Há 30 anos que desce a mesma rua. Quando ali se fixou exercendo as suas funções profissionais, saía do seu laboratório cansadissima com as suas 10 horas de trabalho, mas fazia-as com muito gosto e satisfação, estava a testar o seu grande esforço que tinha feito durante cinco anos na faculdade para tirar o seu curso e agora havia que ver se esse todo esforço que tinha feito entre quatro paredes tinha valido a pena e condizia com a realidade cá fora.
Ao sair do laboratório, quem lhe aliviava a pesadissima cabeça que trazia eram os gritos das crianças vindos das varandas deste novo bairro que era habitado por uma classe média, enquanto os irmãos mais velhos das crianças que gritavam da varanda e da janela, jogavam à bola e as meninas contemporanias estavam por perto pensando qual deles seria o futuro namorado.
Agora, passando na mesma rua e à mesma hora, o barulho muito diferente, embora vindo precisamente do mesmo sitio, das varandas, das janelas e cá de baixo dos passeios ripostando uns para os outros, já não lhe alivia o stress, mas sim irrita-a, pois os gritos agora são dos canidios, que talvez uns ciumentos dos outros por verem que um está a receber mais beijos que o outro se esganiça todo, pois o mundo dele é naturalmente o mundo cão e quer impor o seu respeito de cão que é, sobre quem o habituou a leva-lo todos os dias ao seu veterinário, passear no melhor jardim do bairro, ver que quando param as conversas são sobre eles, que crise ainda não chegou aos direitos deles, que o seu dono/na almoçar bife com ovo a cavalo, ele também se lamberá depois de comer o seu bife com ovo a cavalo.
Pode fazer as suas necessidades à vontade onde lhe apetecer, pois na civilização cão é mesmo assim e um cão para ser cão, precisa de fazer vida de Cão (com letra grande).

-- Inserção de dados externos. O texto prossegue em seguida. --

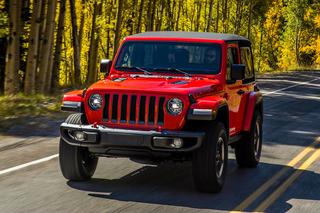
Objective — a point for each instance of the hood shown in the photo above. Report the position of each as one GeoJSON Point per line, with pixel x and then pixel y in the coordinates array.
{"type": "Point", "coordinates": [158, 84]}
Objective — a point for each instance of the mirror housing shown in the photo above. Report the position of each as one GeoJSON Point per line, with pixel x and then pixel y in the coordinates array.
{"type": "Point", "coordinates": [238, 71]}
{"type": "Point", "coordinates": [105, 66]}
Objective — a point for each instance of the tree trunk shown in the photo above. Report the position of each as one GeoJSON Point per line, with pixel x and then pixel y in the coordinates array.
{"type": "Point", "coordinates": [29, 84]}
{"type": "Point", "coordinates": [133, 17]}
{"type": "Point", "coordinates": [153, 11]}
{"type": "Point", "coordinates": [11, 81]}
{"type": "Point", "coordinates": [93, 51]}
{"type": "Point", "coordinates": [297, 48]}
{"type": "Point", "coordinates": [238, 17]}
{"type": "Point", "coordinates": [225, 16]}
{"type": "Point", "coordinates": [159, 20]}
{"type": "Point", "coordinates": [148, 22]}
{"type": "Point", "coordinates": [81, 24]}
{"type": "Point", "coordinates": [57, 51]}
{"type": "Point", "coordinates": [178, 15]}
{"type": "Point", "coordinates": [118, 26]}
{"type": "Point", "coordinates": [210, 16]}
{"type": "Point", "coordinates": [46, 50]}
{"type": "Point", "coordinates": [198, 14]}
{"type": "Point", "coordinates": [138, 30]}
{"type": "Point", "coordinates": [216, 28]}
{"type": "Point", "coordinates": [250, 19]}
{"type": "Point", "coordinates": [76, 46]}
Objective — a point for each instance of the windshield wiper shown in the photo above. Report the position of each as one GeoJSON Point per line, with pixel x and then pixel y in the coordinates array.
{"type": "Point", "coordinates": [174, 69]}
{"type": "Point", "coordinates": [146, 72]}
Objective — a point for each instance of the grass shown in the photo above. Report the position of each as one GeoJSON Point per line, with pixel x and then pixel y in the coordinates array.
{"type": "Point", "coordinates": [14, 110]}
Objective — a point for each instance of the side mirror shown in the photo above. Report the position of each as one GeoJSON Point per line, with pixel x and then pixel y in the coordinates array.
{"type": "Point", "coordinates": [105, 66]}
{"type": "Point", "coordinates": [238, 71]}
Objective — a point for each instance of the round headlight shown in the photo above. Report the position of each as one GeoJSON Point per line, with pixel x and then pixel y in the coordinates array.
{"type": "Point", "coordinates": [95, 101]}
{"type": "Point", "coordinates": [175, 106]}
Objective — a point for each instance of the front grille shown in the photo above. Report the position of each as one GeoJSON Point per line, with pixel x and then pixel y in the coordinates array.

É a civilização deles que agora impera. O humano agora é o seu criado/escravo.
Para alguma reacção que os humanos que ainda não se deixaram dominar pela civilização canina tenham, lá tem a seu lado o seu/sua dono/dona que os irá defender com toda a garra expulsando também caninamente esses humanos que se tentam intrometer no progresso da sua civilização/canina.

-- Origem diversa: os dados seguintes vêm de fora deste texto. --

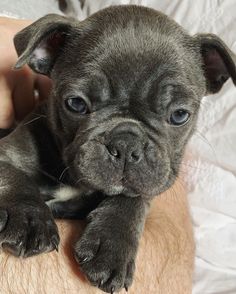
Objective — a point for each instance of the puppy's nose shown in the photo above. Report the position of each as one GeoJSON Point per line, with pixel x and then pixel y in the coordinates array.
{"type": "Point", "coordinates": [124, 150]}
{"type": "Point", "coordinates": [126, 144]}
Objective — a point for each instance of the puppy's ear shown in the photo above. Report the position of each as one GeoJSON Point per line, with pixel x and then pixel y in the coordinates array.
{"type": "Point", "coordinates": [218, 62]}
{"type": "Point", "coordinates": [39, 44]}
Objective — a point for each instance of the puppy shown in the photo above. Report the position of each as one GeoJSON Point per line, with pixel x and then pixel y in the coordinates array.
{"type": "Point", "coordinates": [127, 86]}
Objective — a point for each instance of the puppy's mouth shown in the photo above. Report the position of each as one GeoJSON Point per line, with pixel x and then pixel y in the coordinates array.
{"type": "Point", "coordinates": [96, 169]}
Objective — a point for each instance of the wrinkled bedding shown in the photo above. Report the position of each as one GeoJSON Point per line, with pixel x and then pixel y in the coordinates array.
{"type": "Point", "coordinates": [209, 167]}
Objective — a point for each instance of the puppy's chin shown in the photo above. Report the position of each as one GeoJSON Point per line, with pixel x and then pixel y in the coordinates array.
{"type": "Point", "coordinates": [93, 167]}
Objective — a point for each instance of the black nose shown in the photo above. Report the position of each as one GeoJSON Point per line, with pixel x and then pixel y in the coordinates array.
{"type": "Point", "coordinates": [126, 143]}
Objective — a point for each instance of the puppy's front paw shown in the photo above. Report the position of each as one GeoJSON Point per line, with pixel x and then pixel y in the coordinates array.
{"type": "Point", "coordinates": [27, 230]}
{"type": "Point", "coordinates": [106, 258]}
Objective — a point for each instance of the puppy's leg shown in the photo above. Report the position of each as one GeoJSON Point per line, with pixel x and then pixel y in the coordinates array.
{"type": "Point", "coordinates": [107, 249]}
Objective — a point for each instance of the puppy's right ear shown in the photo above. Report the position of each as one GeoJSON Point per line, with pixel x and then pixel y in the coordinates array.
{"type": "Point", "coordinates": [39, 44]}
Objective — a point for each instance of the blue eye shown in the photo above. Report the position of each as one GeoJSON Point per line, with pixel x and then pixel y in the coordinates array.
{"type": "Point", "coordinates": [77, 104]}
{"type": "Point", "coordinates": [179, 117]}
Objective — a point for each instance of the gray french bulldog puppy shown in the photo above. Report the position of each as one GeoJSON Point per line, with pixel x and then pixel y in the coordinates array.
{"type": "Point", "coordinates": [127, 86]}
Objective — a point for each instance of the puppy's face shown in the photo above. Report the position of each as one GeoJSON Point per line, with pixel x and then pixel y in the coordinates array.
{"type": "Point", "coordinates": [127, 88]}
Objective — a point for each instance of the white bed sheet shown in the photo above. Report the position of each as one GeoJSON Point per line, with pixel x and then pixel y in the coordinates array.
{"type": "Point", "coordinates": [209, 166]}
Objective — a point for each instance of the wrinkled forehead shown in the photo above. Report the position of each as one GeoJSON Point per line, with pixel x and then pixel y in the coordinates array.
{"type": "Point", "coordinates": [128, 56]}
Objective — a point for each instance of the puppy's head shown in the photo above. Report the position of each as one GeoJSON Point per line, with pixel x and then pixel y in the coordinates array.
{"type": "Point", "coordinates": [127, 85]}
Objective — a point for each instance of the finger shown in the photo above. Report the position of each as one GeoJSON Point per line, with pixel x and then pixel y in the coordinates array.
{"type": "Point", "coordinates": [6, 104]}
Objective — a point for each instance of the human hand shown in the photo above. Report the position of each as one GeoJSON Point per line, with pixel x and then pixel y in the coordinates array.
{"type": "Point", "coordinates": [17, 87]}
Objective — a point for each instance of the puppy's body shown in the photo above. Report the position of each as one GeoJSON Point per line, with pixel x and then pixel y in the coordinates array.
{"type": "Point", "coordinates": [127, 85]}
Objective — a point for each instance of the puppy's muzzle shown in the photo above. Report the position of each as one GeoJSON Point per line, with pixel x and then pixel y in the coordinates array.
{"type": "Point", "coordinates": [126, 143]}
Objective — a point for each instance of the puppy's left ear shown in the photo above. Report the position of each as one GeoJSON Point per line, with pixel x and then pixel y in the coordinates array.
{"type": "Point", "coordinates": [39, 44]}
{"type": "Point", "coordinates": [218, 62]}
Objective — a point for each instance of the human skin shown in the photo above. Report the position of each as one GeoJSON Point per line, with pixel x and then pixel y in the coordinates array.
{"type": "Point", "coordinates": [17, 96]}
{"type": "Point", "coordinates": [165, 257]}
{"type": "Point", "coordinates": [164, 263]}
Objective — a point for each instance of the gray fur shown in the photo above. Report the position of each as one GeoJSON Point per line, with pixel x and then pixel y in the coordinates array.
{"type": "Point", "coordinates": [134, 67]}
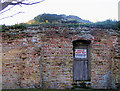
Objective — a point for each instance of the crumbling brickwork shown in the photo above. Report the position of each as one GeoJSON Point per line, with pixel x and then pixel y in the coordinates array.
{"type": "Point", "coordinates": [44, 58]}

A ilha dos tristes e adormecidos está presente. (ver fotos) Águas paradas em seu redor à espera que alguém as agite, vai havendo "casais" de namoradoooosaaas fazendo planos para o novo bebé canidio que aí vem.

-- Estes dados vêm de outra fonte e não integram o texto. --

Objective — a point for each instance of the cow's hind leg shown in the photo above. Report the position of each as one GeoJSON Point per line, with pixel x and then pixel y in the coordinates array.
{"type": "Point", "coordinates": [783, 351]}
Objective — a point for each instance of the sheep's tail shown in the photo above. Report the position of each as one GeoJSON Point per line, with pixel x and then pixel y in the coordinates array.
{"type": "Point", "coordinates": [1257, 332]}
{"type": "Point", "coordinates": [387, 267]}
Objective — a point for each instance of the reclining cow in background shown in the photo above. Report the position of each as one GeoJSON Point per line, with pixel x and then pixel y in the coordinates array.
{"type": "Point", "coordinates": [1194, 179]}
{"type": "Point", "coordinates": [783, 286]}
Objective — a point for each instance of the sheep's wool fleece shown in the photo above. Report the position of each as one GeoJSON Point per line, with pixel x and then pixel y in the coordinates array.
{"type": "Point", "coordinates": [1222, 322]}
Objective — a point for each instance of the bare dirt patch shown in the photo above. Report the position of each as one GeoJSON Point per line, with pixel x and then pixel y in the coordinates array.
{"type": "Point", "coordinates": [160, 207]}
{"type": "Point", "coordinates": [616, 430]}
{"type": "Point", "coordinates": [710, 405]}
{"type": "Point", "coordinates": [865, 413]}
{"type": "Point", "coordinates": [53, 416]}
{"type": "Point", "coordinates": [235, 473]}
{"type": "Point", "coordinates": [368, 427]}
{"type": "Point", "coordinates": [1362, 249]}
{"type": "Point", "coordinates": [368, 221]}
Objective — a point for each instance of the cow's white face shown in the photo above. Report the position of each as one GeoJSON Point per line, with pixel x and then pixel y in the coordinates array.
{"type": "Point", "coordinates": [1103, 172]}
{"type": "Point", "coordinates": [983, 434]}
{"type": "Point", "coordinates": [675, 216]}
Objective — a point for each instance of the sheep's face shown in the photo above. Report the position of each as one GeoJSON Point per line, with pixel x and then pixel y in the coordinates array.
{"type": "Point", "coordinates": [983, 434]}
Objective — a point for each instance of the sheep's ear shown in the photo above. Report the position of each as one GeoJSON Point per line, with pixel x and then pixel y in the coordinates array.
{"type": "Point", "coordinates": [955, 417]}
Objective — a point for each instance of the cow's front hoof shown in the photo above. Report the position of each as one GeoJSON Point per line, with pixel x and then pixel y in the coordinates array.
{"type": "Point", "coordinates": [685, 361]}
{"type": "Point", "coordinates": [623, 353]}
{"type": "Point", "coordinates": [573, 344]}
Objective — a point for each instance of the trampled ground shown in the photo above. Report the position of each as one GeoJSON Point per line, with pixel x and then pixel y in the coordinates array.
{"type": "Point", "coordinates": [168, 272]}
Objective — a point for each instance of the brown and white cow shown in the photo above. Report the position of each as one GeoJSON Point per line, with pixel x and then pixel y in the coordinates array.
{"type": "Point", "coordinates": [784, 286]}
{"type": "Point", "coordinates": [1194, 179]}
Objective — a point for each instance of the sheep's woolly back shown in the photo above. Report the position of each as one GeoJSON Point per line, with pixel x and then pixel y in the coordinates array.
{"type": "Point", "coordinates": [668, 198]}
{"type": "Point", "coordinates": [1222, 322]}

Agora que passaram 30 anos, essas mesmas crianças de há trinta anos, não se sabe bem por onde param, ou se param pelo mesmo bairro, parecem de outra civilização em que o conceito de vida poderá ser de um intraterrestre.
Caberá à luz divina que alguém já clama, para que venha repor o humanoide no seu primeiro juízo antes de ter passado pelo juízo final.